Image: Norwegian fjords captured by Proba-V

Credit: ESA/Belspo – produced by VITO Snow-dusted Norwegian fjords imaged by ESA’s Earth-observing Proba-V minisatellite.

Norway’s coastline is one of the world’s longest – with a total length recently calculated at 80 000–100 000 km – owing to its famous fjords, narrow inlets bordered by steep cliffs created by glacial erosion during previous Ice Ages.
After these glaciers melted and Earth’s crust rebounded, seawater flooded the valleys, leading to some fjords becoming very deep: the Sognefjord fjord (visible to the upper left) is 1300 m. From bottom to top the Bokna and Hardanger fjords are also seen. The white region in the middle is the Hardangervidda National Park, an extensive plateau at around 1200 m altitude, inhabited by wild reindeer.
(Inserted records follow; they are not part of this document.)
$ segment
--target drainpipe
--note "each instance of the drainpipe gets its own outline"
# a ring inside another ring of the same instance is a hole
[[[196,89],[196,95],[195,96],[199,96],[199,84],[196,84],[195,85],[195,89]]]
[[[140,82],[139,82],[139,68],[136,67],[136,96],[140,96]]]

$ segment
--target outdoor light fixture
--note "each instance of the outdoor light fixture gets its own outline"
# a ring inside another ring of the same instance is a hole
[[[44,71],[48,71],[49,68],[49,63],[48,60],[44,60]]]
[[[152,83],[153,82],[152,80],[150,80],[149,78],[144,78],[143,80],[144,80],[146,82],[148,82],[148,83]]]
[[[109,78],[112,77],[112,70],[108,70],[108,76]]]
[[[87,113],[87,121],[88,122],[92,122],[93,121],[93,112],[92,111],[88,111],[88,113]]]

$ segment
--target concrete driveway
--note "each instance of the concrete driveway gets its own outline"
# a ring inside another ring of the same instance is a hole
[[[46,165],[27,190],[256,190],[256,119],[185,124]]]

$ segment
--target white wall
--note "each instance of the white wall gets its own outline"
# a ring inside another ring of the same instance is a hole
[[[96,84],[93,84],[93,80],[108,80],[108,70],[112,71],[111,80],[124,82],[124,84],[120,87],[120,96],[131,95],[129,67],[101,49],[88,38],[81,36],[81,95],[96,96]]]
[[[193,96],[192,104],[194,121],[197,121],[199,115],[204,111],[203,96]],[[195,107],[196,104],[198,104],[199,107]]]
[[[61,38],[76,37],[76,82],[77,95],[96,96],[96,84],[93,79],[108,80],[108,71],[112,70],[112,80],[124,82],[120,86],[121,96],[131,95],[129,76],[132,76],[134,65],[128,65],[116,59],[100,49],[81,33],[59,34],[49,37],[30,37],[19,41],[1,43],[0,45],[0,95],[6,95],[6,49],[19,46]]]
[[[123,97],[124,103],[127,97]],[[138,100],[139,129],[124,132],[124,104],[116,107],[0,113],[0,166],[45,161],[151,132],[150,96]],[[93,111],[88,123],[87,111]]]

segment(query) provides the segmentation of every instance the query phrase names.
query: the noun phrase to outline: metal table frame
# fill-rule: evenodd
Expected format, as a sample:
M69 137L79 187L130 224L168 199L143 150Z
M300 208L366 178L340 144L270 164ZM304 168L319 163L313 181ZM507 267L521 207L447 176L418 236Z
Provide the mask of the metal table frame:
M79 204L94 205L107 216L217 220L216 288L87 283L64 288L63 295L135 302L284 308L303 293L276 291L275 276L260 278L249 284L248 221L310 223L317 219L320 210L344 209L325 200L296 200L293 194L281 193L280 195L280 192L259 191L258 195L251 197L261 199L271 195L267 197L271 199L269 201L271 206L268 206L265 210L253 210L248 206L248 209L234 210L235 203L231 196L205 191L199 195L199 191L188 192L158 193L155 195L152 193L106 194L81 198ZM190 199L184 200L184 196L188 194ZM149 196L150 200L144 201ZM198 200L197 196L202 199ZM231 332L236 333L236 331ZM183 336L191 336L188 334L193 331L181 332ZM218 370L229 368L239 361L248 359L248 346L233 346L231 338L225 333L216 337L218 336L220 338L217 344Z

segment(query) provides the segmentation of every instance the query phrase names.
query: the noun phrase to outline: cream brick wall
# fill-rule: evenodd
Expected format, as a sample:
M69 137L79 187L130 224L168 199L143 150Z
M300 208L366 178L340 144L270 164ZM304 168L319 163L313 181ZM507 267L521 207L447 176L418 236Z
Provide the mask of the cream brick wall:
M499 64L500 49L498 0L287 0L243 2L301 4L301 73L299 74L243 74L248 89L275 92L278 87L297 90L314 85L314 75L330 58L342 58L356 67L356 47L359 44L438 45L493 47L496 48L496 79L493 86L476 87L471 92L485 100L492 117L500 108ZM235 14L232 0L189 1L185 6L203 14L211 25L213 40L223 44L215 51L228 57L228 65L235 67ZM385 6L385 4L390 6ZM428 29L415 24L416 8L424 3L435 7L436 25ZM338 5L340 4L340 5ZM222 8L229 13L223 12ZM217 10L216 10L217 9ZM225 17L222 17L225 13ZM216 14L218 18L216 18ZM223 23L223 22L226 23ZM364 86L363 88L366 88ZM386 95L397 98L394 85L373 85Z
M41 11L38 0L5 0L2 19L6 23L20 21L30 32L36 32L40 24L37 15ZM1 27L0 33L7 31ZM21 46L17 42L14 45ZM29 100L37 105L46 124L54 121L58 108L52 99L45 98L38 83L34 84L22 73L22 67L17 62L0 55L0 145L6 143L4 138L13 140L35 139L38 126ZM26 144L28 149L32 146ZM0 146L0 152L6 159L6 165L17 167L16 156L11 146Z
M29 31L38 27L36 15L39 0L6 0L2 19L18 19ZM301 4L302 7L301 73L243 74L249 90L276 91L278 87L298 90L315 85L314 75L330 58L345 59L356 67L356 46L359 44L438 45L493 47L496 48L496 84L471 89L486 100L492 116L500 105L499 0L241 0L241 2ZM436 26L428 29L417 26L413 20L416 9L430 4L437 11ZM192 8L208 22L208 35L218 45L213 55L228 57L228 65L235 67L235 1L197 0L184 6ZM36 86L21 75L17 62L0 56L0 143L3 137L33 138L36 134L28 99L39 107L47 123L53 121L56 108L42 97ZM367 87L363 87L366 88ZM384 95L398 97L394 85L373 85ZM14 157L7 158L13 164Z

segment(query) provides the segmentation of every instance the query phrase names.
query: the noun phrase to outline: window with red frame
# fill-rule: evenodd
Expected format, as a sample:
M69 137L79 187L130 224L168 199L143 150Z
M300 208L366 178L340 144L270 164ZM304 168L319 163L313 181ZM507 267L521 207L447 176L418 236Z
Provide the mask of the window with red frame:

Launched on 7 May 2013, Proba-V is a miniaturised ESA satellite tasked with a full-scale mission: to map land cover and vegetation growth across the entire planet every two days.
Its main camera’s continent-spanning 2250 km swath width collects light in the blue, red, near-infrared and mid-infrared wavebands at 300 m resolution and down to 100 m resolution in its central field of view.
VITO Remote Sensing in Belgium processes and then distributes Proba-V data to users worldwide. An online image gallery highlights some of the mission’s most striking images so far, including views of storms, fires and deforestation.